Activists and political figures gathered in Kuwait City earlier this month for the first regional conference dedicated to combating normalization with Israel.
“The Zionist entity is taking advantage of regional circumstances and normalizing relations with some Arab Gulf countries. That is what necessitated holding this conference,” said Saad Akasheh, chairman of Kuwait Catalyst Company, in one of the opening speeches.
The conference was organized by BDS Gulf, a group that backs the boycott, divestment and sanctions movement for Palestinian rights, under the patronage of Marzouq al-Ghanim, the current speaker of the Kuwaiti parliament.
Participants focused on strategies to divest from firms complicit in Israel’s military occupation, such as security company G4S, technology giant Hewlett-Packard, French engineering multinational Alstom and South Korea’s Hyundai.
There were also calls for laws and regulations in Gulf countries to actively exclude corporations involved in Israeli crimes.
It also took a big hit in Kuwait last year, where the country’s public pension and social security fund divested from G4S shares.
Omar Barghouti, one of the founders of the BDS movement, told participants in a recorded address that normalization is one of Israel’s strongest weapons to counteract the isolation it is experiencing because of boycotts.
Barghouti said that normalizing ties with Israel – which can include trade, cultural, sporting, political and military relations – is not only “a threat to the cause of Palestine, the central cause in the Arab region, but also to all the peoples of the region, as the Zionist colonial and racist project works against the region’s stability and prosperity.”
Despite domestic resistance movements, Arab states’ relations with Israel have never been more overt.
Normalization in Jordan
In contrast to Kuwait’s anti-normalization conference, the invite-only World Science Forum, held at the Dead Sea in Jordan earlier this month under the patronage of King Abdullah, included 10 Israeli academics and scientists.
Jordan signed a peace treaty with Israel in 1994, but it remains deeply unpopular in a country with close historic and social ties to Palestine, and Jordanian society has generally resisted official efforts to promote relations with Israel.
“At a time when normalization conferences are bombarding Jordan and the Jordanians and exploiting Jordanians’ interest in scientific forums by receiving academics of the Zionist entity and imposing their presence in an attempt to force Jordanian individuals and institutions into normalization, there is a need for a movement of academics and intellectuals to address this massive wave of normalization,” BDS Jordan stated.
The group added that since its founding, Israel has “always expressed colonial ambitions on Jordanian territory and has occupied some of them and stolen their resources.” BDS Jordan also urged the Jordanian government to “boycott the Zionist entity academically, culturally and scientifically.”
Jordanian news website 7iber also denounced normalization at the conference.
Last summer, an Israeli security guard shot and killed two Jordanian nationals at a building used by the Israeli embassy in Amman.
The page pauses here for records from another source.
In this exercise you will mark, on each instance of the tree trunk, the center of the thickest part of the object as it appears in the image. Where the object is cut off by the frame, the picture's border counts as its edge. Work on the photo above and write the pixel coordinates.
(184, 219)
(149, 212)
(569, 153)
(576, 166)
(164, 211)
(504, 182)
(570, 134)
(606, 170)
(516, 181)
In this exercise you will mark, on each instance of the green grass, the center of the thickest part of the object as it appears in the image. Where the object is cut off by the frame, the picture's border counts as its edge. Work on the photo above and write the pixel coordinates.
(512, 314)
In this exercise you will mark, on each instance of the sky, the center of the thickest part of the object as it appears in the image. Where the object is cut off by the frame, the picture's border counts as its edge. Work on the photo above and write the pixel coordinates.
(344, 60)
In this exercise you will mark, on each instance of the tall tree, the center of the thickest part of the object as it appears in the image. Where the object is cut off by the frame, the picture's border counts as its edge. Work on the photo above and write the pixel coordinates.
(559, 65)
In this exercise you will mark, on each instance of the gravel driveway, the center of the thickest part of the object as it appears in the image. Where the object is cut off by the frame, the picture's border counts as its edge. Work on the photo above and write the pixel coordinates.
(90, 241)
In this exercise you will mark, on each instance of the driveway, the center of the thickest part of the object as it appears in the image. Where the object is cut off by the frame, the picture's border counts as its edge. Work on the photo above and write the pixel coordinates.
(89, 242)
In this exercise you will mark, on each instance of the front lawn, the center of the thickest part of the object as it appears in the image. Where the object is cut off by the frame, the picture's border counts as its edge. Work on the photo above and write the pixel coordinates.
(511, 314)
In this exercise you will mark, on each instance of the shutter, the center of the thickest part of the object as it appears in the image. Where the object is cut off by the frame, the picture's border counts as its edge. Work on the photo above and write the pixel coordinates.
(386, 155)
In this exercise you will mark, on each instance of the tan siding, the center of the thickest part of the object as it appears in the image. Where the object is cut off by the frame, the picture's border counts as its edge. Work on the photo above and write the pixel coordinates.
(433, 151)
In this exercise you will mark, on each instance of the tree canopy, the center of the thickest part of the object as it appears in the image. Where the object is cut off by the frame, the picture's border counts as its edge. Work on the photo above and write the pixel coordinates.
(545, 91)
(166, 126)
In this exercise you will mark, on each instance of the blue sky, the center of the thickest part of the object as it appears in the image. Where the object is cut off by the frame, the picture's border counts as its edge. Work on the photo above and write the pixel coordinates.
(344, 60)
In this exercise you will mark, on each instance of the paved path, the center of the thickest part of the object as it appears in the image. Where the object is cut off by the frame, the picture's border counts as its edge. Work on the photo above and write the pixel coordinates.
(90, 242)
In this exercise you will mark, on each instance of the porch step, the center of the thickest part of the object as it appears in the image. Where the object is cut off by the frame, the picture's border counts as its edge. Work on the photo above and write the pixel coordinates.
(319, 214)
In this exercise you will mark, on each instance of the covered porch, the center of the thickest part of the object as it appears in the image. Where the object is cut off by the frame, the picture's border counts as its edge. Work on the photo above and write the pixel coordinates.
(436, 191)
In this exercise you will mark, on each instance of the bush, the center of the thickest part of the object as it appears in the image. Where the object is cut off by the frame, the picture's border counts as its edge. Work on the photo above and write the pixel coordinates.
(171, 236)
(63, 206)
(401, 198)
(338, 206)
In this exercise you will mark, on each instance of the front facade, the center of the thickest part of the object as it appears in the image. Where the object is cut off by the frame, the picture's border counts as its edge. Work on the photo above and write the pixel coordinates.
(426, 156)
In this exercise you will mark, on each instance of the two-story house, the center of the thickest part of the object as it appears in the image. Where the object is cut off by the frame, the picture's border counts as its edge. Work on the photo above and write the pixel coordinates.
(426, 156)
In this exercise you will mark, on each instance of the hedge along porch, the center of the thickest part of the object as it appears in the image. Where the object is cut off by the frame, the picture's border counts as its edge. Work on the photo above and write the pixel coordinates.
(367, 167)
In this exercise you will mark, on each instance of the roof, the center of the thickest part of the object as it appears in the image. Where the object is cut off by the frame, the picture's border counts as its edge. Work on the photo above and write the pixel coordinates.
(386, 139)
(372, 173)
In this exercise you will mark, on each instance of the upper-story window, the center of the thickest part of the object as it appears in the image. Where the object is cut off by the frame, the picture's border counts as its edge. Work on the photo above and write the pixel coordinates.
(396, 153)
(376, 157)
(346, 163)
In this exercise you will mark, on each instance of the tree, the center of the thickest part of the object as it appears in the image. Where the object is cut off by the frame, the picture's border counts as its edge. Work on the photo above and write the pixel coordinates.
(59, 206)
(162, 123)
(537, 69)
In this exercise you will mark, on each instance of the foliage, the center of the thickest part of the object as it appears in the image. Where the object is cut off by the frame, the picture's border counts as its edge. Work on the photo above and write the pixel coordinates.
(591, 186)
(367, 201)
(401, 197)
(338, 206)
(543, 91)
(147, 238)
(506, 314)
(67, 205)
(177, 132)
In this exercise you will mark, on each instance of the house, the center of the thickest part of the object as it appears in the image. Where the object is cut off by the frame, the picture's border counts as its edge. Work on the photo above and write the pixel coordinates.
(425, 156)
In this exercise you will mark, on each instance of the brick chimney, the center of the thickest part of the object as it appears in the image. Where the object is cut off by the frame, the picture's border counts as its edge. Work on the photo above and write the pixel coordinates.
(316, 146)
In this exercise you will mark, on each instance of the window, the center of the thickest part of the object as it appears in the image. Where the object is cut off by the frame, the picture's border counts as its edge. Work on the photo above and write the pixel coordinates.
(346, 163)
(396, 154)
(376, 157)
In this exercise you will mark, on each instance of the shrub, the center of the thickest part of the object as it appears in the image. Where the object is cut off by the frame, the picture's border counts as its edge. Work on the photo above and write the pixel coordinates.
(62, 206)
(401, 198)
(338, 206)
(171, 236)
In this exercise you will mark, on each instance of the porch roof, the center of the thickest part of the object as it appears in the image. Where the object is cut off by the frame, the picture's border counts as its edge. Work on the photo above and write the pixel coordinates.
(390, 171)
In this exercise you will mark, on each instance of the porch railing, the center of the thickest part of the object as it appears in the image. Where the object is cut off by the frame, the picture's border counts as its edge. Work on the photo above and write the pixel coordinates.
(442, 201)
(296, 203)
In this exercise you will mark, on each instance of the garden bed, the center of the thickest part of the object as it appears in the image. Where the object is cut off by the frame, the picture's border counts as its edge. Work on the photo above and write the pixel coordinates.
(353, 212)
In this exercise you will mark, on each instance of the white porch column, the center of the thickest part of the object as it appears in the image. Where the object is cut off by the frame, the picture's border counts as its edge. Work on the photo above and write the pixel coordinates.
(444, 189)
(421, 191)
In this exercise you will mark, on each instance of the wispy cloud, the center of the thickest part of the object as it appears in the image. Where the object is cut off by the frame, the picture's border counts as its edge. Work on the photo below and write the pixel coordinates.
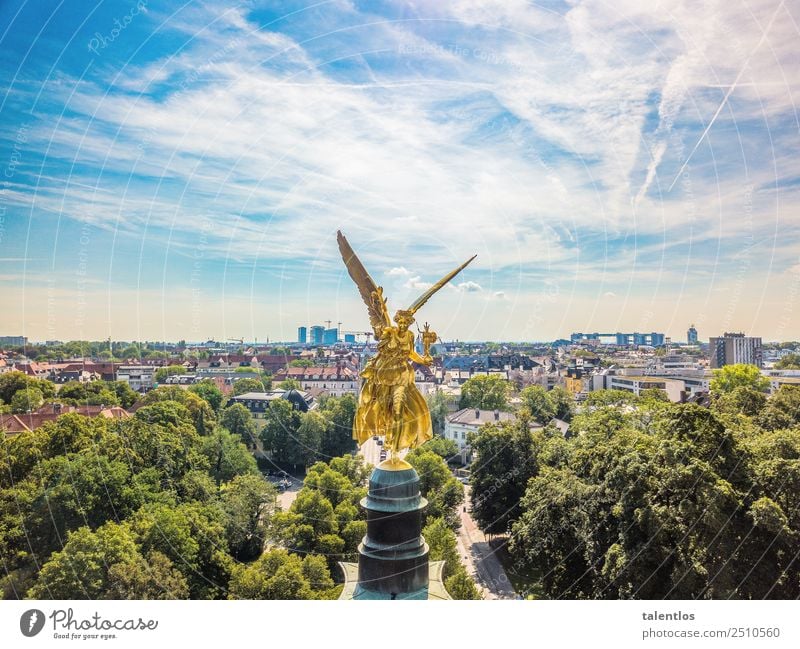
(544, 139)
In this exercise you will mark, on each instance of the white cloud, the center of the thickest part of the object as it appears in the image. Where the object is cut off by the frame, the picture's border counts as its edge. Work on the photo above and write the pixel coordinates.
(469, 287)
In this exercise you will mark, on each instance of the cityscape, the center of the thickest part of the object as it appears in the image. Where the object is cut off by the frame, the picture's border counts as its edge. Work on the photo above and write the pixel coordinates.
(284, 411)
(342, 301)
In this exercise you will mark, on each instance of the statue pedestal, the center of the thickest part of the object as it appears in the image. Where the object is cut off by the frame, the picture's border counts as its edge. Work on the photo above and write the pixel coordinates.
(393, 557)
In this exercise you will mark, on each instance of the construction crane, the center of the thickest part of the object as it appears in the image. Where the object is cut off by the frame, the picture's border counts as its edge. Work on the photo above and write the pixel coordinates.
(367, 334)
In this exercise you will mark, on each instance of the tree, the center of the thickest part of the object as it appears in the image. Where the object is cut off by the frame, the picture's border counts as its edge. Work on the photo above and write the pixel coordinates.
(536, 401)
(170, 370)
(192, 535)
(237, 419)
(227, 456)
(461, 586)
(289, 384)
(438, 406)
(81, 569)
(601, 398)
(437, 484)
(729, 377)
(339, 412)
(202, 414)
(743, 400)
(782, 409)
(310, 434)
(279, 433)
(442, 543)
(506, 459)
(26, 400)
(486, 392)
(788, 362)
(151, 577)
(13, 382)
(563, 403)
(248, 501)
(302, 362)
(242, 386)
(125, 394)
(444, 448)
(278, 574)
(209, 392)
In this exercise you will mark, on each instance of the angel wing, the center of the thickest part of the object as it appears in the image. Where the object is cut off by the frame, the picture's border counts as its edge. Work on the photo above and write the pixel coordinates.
(427, 294)
(371, 293)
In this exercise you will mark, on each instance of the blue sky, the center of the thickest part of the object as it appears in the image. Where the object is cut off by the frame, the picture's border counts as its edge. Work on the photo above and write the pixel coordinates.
(179, 171)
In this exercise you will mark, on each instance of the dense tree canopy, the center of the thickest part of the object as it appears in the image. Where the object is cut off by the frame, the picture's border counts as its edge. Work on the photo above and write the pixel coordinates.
(650, 500)
(487, 392)
(730, 377)
(145, 507)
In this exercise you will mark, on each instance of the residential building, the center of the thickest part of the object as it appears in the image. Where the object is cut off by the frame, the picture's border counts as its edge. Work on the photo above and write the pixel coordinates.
(468, 420)
(140, 378)
(317, 333)
(13, 341)
(653, 339)
(336, 380)
(691, 335)
(258, 402)
(29, 421)
(732, 348)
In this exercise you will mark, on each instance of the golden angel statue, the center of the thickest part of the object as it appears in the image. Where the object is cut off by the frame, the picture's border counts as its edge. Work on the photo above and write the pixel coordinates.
(389, 403)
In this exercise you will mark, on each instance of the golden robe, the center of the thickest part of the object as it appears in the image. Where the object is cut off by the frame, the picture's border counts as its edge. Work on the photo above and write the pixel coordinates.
(389, 403)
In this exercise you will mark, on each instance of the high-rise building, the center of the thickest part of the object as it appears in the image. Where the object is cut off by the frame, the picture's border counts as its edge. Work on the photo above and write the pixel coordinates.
(317, 333)
(691, 335)
(732, 348)
(13, 341)
(655, 339)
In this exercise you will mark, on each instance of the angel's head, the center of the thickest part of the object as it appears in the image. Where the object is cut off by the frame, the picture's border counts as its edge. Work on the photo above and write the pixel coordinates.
(404, 319)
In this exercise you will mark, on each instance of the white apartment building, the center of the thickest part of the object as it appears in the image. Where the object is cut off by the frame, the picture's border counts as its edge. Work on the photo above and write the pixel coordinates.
(139, 377)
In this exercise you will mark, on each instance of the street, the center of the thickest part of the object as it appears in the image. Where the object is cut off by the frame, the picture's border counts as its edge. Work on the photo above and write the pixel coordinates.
(371, 452)
(480, 559)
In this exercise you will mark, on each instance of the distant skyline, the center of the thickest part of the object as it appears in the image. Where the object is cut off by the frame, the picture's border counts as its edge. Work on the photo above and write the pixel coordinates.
(178, 171)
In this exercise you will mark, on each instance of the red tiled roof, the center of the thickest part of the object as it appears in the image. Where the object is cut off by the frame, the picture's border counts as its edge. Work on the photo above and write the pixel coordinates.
(12, 424)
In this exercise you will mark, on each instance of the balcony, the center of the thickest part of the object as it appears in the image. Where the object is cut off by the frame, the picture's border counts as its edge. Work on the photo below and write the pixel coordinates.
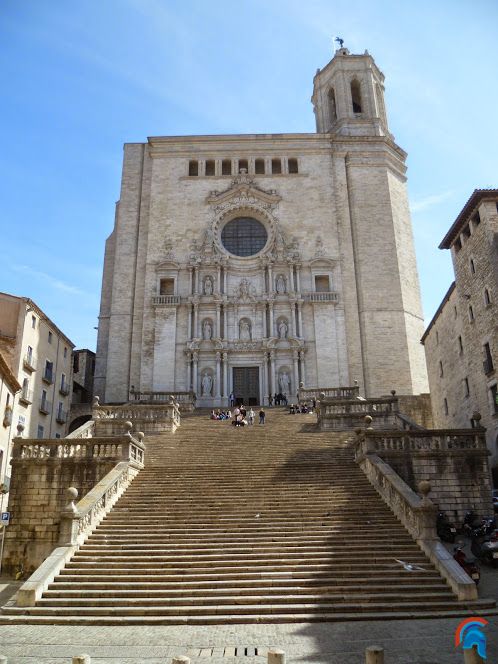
(166, 300)
(488, 366)
(45, 406)
(61, 416)
(48, 376)
(29, 362)
(321, 297)
(26, 397)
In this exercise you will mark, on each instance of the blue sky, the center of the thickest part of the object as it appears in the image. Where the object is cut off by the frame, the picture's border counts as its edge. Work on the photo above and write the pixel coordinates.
(81, 78)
Amid a popular outcry that the gunman was spirited back to Israel where he was given a hero’s welcome, Jordan has since refused to reopen the embassy.
Israel has also threatened to withdraw from the Red Sea-Dead Sea Water Conveyance Project if the embassy does not reopen.
The Jordanian government said the project, which would generate hydroelectric power using a canal from the Red Sea to the Dead Sea, will continue regardless of Israeli participation.
Activists and environmentalists would see an Israeli withdrawal as a victory; the mega-project has long been criticized for potentially devastating ecological effects, as well as helping Israel to further dispossess Palestinians of their water resources.
Gulf “brotherhood” with the US and Israel
Muhammad bin Abdul Karim Issa, former Saudi justice minister and close ally of Crown Prince Mohammad bin Salman, reportedly told Israeli media that violence against Israel is “un-Islamic” – in all its forms.
Israeli officials have also been welcome to speak to Saudi media as well.
He boasted about the two countries’ “many shared interests” and the readiness to share intelligence – likely a tacit admission that this has already been going on.
Eizenkot also bragged about the Israeli military, saying its status has never been better.
The United Arab Emirates is also taking steps towards a normalized relationship with Israel.
In an interview with the American news agency Defense & Aerospace Report, Abdullah al-Hashmi, an Emirati general, affirmed that Israel and his country do not pose any danger to one another.
“The UAE is a strategic partner of the United States. The UAE is not going to go and fight any of the United States allies, we’re going to fight in the same line and we’re going to defeat the same enemy,” the general said.
He also talked about the US as the “big brother” to the Emirates and Israel, acting as a broker between the two smaller siblings as the three allies jointly face off against Iran.
Earlier this year, the Israeli air force, which has killed and injured thousands of Palestinian and Lebanese civilians, and the United Arab Emirates air force, which has done the same in Yemen, participated in joint military exercises.